According to Morgan Stanley, it’s estimated that Gen Z will outnumber any other generation by 2034, peaking at 78 million. And, with numbers like that, they’re bound to impact the job market as they enter the workforce in the coming years to make hard-earned money. This means they’ll need to learn how to spend (and save) said money.
To understand their current financial situation better, as well as their outlook on the economy and their future goals, Coupon Chief decided to survey more than 500 Gen Zers in the US about everything money. How does a generation, which grew up in the time of the 2008 recession and is joining the workforce on the heels of a global pandemic, feel when it comes to money?
Money in the Bank
When asked which financial items they had, 70% of Gen Z reported having a debit card and 57% a savings account. But a majority of them are still figuring out their finances, with only 19% reporting that they invest their money and nearly 80% still relying on a family member to cover their housing costs.
While a good chunk of our respondents relied on parents or other family for these costs as well as the additional bills that come along with living (e.g., internet, utilities, and groceries), 47% reported paying their own cellphone bill. That makes this cost the one most likely to be covered by this generation.
Considering Gen Z spends a good amount of their income on dining out, mobile devices, and transportation, it’s not surprising to see them relying on others for help with the essentials.
While we understand that Gen Z is young and still earning their independence, their outlook on their own financial future and the country as a whole could be what’s impacting their decisions.
With only 19% of Gen Zers starting to invest their money, seeing only 1 in 5 of them as feeling financially secure makes sense. And, nearly 70% are concerned for their financial well-being. When looking at what matters to them most, becoming financially independent is what an overwhelming number of them were aiming for. With 78% still relying on someone to pay for their housing, taking this over for themselves could lead to less reliance on family for help. Saving for the future and acquiring assets like a car and a house were also important for Gen Z, while paying off debts weren’t as vital. Considering Gen Z’s debt jumped 67.2% from 2019 to 2020, this should be an item they start to prioritise, as increasing debt will hinder their ability to gain the financial independence they seek.
Their general outlook, though? Pretty pessimistic with 70% reporting the government should do more to solve problems. Regardless of their ideology, 46% of Gen Z reported the country is heading in the wrong direction financially. From the economy and jobs to the pandemic and health care, Gen Z was not confident in the US’s leadership.
It’s a Hard Knock Life
Gen Z is still young and not fully immersed into the workforce yet. 73% of Coupon Chief’s respondents reported still being a student, and only a small percentage of these were working. In fact, 15% reported working full time, and 18% reported working part time. But while they’re working and earning money, one in five Gen Zers are still accumulating debt.

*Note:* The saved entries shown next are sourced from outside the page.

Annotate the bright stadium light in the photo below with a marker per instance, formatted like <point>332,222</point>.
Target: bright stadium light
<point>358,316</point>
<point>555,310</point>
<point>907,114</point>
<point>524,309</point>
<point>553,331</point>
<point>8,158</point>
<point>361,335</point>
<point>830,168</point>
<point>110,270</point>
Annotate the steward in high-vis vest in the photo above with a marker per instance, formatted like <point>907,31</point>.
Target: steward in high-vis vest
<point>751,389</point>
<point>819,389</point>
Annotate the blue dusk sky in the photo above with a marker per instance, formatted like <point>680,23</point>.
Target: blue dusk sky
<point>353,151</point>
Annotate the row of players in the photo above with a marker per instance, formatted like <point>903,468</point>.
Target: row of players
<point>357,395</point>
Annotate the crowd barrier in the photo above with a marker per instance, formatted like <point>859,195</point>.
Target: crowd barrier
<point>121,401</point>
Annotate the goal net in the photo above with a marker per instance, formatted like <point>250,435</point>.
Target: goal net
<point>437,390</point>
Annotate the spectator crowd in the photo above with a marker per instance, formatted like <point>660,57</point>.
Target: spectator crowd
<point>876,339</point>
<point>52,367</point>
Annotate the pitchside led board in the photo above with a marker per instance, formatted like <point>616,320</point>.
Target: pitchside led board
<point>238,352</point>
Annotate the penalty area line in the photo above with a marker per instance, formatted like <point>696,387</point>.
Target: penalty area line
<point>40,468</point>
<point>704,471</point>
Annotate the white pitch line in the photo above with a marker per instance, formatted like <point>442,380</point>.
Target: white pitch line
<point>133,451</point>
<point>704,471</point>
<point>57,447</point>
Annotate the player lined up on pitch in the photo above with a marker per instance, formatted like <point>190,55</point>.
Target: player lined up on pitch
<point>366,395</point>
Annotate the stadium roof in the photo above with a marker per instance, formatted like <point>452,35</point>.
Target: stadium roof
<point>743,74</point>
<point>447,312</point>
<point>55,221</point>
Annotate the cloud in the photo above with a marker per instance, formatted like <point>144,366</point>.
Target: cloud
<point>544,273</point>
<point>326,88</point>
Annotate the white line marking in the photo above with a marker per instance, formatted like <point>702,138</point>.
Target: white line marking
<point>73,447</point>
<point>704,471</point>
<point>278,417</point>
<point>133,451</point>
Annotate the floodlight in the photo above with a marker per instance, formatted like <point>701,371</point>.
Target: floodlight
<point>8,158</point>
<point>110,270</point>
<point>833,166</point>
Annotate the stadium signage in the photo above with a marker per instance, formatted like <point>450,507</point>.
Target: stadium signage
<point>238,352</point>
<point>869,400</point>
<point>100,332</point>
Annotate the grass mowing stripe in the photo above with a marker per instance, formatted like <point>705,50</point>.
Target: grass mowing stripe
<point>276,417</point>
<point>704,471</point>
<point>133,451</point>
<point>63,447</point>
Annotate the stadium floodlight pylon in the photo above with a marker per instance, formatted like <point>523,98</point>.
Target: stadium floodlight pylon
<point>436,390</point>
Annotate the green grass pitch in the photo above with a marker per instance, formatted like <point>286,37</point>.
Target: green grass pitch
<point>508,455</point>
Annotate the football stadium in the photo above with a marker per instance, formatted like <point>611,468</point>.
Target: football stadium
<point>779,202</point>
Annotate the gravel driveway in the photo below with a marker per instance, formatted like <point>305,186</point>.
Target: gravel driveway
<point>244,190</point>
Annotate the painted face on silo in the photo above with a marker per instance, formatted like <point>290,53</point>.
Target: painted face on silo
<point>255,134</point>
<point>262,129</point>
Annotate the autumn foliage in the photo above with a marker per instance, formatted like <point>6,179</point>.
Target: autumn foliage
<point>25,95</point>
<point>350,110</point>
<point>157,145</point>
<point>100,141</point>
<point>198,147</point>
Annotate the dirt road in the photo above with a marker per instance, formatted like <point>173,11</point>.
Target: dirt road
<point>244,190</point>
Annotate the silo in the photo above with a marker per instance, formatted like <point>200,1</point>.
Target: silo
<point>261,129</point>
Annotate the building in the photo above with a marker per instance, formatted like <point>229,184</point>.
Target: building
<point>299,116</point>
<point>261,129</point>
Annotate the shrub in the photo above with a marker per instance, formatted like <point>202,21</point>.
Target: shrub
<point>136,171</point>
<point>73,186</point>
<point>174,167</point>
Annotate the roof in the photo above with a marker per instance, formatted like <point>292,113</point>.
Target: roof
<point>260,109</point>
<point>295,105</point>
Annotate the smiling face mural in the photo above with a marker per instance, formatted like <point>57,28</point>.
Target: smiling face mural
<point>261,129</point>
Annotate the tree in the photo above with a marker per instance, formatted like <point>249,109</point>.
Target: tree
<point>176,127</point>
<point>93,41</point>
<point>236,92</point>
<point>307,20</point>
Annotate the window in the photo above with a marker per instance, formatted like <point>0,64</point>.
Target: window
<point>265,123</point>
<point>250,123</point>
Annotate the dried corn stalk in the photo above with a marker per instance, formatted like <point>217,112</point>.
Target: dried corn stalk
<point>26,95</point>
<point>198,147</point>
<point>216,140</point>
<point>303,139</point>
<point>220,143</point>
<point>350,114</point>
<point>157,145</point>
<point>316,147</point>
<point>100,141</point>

As can be seen above, the majority of Gen Z has a negative outlook on the future of the economy they’re dealing with. Liberal Gen Zers (61%) were the least optimistic, while conservatives (43%) had the most optimism.
While they have a not-so-bright outlook on the global economy, 76% were optimistic they have the ability to do better than their parents did. However, many of their Gen X parents grew up to be more financially independent than they are and remain focused on their independence and financial self-sufficiency.
Learning the Lingo
Since their Gen X parents grew up in a more financially self-sufficient time, they have a lot of knowledge to impart on their children financially. While 74% of Gen Z said they learned about money from their parents, 61% reported learning through online research. At a slightly lesser rate than learning from parents or online, 37% got their money facts from social media. Hello, meme stocks. But, even with all of these options at their disposal, only 63% of Gen Z reported feeling financially literate.
Are budgets part of Gen Z’s financial literacy? For the most part, considering only 14% reported not having one, and 18% reported only taking their budget slightly seriously. Still, 37% reported taking their budget extremely or very seriously as they work on doing better than their parents did.